As Mike Stacy has already pointed out, the GUI for configuring static routes is now gone and must be done through the Lync Management Shell. To get started, we need to create the route statement and store it in a temporary variable. Replace the destination with your Mediation server pool FQDN and the matching URI with your own SIP domain:

$route = New-CsStaticRoute -Destination "fepool.ptown.local" -Port 5070 -MatchUri "confusedamused.com" -MatchOnlyPhoneUri $true -TLSRoute -UseDefaultCertificate $true -ReplaceHostInRequestUri $true

Then, we can assign the route to the global configuration:

Set-CsStaticRoutingConfiguration Global -Route @{Add=$route}

You should see the Front-End pick up this change within 5 minutes (another nice change over OCS 2007 R2) with an event log entry:

The observant folks here who have configured this in OCS 2007 R2 might have noticed the Replace host in request URI option wasn't necessary back then. What I've found is that not selecting this option in Lync causes the calls to fail for non-Enterprise voice users. The SIP invite that gets sent to a Mediation server will typically look like this for an outbound call when the Replace host in request URI option is not selected:

INVITE sip:+12223334444@confusedamused.com;user=phone SIP/2.0
FROM: <sip:eddie@confusedamused.com;gruu;opaque=app:conf:audio-video:id:GJ5CPPSK>;epid=C68D6F45DA;tag=7ee8ecfbea
TO: <sip:+12223334444@confusedamused.com;user=phone>

This request will actually fail and you'll see a SIP 488 Not acceptable here error message, followed by a SIP 503 Service unavailable error on the Mediation server. If you look at the trace you'll find the following detailed error:

ms-diagnostics-public: 10025;reason="Gateway peer in outbound call is not found in topology document";component="MediationServer"
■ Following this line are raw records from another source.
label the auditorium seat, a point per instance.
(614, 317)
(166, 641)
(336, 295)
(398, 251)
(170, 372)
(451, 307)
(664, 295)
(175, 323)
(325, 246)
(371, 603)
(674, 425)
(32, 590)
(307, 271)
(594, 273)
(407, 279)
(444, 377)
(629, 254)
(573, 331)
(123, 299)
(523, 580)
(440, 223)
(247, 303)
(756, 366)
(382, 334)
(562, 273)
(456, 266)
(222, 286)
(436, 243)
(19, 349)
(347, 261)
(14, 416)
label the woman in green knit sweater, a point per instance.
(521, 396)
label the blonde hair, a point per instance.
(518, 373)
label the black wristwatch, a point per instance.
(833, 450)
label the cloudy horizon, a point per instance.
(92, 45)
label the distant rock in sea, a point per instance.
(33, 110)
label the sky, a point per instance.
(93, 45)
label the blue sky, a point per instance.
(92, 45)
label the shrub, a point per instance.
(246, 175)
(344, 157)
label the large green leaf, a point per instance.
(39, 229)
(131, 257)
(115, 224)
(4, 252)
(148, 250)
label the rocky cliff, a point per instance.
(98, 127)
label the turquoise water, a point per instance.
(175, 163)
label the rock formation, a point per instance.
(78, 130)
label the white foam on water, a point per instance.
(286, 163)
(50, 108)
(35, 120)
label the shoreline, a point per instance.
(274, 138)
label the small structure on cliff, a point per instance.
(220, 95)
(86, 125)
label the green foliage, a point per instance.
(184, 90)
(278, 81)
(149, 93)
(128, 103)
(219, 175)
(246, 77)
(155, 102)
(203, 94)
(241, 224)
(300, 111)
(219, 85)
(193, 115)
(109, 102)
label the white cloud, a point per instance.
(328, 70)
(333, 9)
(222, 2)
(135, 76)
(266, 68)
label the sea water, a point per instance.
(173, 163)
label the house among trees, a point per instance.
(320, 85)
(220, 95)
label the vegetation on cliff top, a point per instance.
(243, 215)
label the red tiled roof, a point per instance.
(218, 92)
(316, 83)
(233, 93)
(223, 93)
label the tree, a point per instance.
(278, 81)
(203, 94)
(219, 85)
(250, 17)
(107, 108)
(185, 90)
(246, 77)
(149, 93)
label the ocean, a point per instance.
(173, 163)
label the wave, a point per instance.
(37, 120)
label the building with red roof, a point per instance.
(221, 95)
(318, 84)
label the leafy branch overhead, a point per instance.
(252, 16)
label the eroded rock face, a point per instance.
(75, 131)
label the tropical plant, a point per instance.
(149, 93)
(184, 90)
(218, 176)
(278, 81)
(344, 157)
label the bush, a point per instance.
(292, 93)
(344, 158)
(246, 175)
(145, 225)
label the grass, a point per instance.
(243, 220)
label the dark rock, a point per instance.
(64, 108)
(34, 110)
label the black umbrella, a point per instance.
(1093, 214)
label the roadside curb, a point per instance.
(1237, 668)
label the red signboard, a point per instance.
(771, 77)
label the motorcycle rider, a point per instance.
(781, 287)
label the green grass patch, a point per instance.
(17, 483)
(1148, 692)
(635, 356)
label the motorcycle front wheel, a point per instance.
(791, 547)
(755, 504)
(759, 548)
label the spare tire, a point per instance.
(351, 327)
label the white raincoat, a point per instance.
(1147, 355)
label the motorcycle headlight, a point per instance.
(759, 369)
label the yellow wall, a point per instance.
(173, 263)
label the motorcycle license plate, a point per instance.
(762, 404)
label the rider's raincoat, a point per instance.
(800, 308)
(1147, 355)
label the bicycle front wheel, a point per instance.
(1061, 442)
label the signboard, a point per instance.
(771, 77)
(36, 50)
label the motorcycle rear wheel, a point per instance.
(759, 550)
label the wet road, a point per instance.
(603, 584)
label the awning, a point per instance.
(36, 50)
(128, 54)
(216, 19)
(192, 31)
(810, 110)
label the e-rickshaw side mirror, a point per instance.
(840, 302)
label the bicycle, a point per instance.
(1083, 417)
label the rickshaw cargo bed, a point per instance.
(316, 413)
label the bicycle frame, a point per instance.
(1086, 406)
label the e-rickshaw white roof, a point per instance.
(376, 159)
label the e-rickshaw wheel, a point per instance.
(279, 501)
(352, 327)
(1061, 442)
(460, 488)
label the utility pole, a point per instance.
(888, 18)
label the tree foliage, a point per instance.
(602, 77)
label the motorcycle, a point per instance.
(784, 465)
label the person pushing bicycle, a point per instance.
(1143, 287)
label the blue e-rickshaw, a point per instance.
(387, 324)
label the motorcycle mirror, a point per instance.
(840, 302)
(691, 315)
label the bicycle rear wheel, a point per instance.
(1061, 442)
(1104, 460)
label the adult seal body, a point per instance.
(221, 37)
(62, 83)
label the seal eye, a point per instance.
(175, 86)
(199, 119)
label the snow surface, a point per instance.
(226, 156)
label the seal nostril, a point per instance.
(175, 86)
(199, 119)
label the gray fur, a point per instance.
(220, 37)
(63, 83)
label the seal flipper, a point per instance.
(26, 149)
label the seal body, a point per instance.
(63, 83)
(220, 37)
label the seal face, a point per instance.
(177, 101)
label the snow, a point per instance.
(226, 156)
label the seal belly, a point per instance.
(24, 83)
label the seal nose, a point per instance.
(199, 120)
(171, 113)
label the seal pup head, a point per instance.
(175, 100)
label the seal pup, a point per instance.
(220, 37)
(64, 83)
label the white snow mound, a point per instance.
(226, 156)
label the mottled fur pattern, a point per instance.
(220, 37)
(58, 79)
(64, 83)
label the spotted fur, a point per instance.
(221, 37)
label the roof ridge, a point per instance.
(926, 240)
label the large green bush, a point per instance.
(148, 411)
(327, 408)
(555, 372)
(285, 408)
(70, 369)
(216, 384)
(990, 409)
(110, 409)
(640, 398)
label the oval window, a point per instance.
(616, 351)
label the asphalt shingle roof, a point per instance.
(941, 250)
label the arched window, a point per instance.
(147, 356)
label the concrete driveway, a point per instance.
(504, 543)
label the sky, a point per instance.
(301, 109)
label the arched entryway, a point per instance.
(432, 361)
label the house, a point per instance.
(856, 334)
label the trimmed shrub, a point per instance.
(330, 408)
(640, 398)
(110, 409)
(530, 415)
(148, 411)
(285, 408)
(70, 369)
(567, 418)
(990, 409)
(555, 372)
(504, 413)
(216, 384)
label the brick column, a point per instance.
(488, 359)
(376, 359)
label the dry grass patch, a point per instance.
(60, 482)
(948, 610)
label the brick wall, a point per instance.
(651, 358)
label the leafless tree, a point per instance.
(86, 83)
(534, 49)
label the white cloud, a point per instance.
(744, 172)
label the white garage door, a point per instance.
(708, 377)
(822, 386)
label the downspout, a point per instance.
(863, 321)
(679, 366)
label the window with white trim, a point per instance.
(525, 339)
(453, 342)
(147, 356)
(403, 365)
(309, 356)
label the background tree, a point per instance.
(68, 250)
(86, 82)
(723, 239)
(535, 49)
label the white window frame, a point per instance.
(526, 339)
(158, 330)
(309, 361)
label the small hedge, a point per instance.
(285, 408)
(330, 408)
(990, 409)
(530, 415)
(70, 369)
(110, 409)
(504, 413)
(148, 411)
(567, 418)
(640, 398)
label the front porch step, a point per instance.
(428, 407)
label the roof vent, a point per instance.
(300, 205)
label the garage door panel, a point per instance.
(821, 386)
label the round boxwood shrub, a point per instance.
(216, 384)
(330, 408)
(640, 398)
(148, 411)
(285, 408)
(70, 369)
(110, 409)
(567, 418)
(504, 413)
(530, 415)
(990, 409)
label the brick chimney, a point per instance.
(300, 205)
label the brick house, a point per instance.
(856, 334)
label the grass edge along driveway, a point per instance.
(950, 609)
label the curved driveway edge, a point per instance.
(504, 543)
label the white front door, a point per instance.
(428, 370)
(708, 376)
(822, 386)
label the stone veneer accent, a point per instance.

What this boils down to is the call won't route because the host the INVITE is addressed to (@confusedamused.com) isn't actually part of the topology. If the Replace host in request URI option is selected, the SIP INVITE sent to the Mediation server replaces the @confusedamused.com with the actual destination in our route, @fepool.ptown.local, as seen below. Notice the difference in the first line, where the Mediation pool name has now replaced the previous host of just confusedamused.com. This call will be successful:

INVITE sip:+12223334444@fepool.ptown.local;user=phone SIP/2.0
FROM: <sip:eddie@confusedamused.com;gruu;opaque=app:conf:audio-video:id:F0GS16HB>;epid=BFDBD3B7B8;tag=42bd8c5b8
TO: <sip:+12223334444@confusedamused.com;user=phone>

I'll throw out a disclaimer that the officially documented process may be different and that I may have to update this later, but I wanted to at least share what I've got working so far.